Consumer behavior changed as a result of COVID-19: Many times, stores were completely shut down for extended periods of time, and customers were less likely to visit them when they were open. As a result, a large number of consumers decided to try grocery shopping online for the first time. To meet the needs of those customers, a ton of businesses emerged, supported by massive VC investments. A sizable portion of these startups were built on the idea of “instant” delivery, in which items arrived at your door shortly after ordering, simulating (or even cutting down on) the time it would take to quickly run to a physical store.

Getir was one of the consolidators, along with other major firms like Gopuff, Flink, and Gorillas, even before the capital markets failed earlier this year. Several smaller startups either shut down or were bought. That tendency has persisted through 2022, and there will probably be many more in the future. Despite hailing from disparate areas of the business world, companies like Getir and Klarna have one thing in common: Sequoia is their common investor. This week, the venerable VC (which oversaw Getir’s Series C in 2021) created an alarm-bell presentation for its portfolio firms, outlining the current status of the industry and offering some advice on how to weather the storm.

The 50-slide presentation, which a source shared with us, addressed subjects including forecasting, runway extension, financing in challenging markets, and leadership.
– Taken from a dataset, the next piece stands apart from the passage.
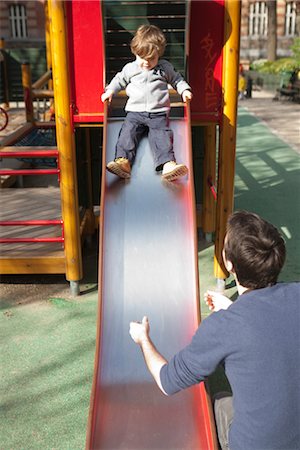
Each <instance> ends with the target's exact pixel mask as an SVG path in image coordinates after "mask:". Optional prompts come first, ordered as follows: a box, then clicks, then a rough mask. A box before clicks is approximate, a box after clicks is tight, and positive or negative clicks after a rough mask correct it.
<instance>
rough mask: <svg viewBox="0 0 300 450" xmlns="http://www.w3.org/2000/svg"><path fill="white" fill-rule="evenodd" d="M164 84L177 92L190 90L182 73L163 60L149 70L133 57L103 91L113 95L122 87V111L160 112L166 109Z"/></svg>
mask: <svg viewBox="0 0 300 450" xmlns="http://www.w3.org/2000/svg"><path fill="white" fill-rule="evenodd" d="M168 84H170V85H171V86H172V87H173V88H174V89H175V90H176V91H177V92H178V94H180V95H181V94H182V93H183V91H185V90H191V87H190V86H189V85H188V83H187V82H186V81H185V80H184V79H183V77H182V75H181V74H180V73H179V72H176V71H175V69H174V68H173V66H172V64H170V63H169V62H168V61H166V60H165V59H160V60H159V61H158V64H157V65H156V66H155V67H154V68H153V69H151V70H143V69H142V68H141V67H140V66H139V65H138V63H137V61H136V60H135V61H133V62H130V63H128V64H126V65H125V66H124V67H123V69H122V71H121V72H118V73H117V74H116V75H115V77H114V78H113V79H112V81H111V82H110V83H109V85H108V86H107V87H106V90H108V89H110V90H112V91H113V93H114V94H116V93H117V92H119V91H121V90H122V89H126V94H127V95H128V97H129V98H128V101H127V103H126V106H125V110H126V111H132V112H164V111H169V109H170V98H169V91H168Z"/></svg>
One slide was titled “Growth at all costs is no longer being rewarded,” which was pertinent for a company like Getir that, like its competitors, has been raising hundreds of millions of dollars to pump into aggressive expansion strategies involving splashy ad campaigns, extensive operations infrastructure in urban areas, and lots of promotions to bring on more consumers. Getir seems to have taken the presentation’s message to heart.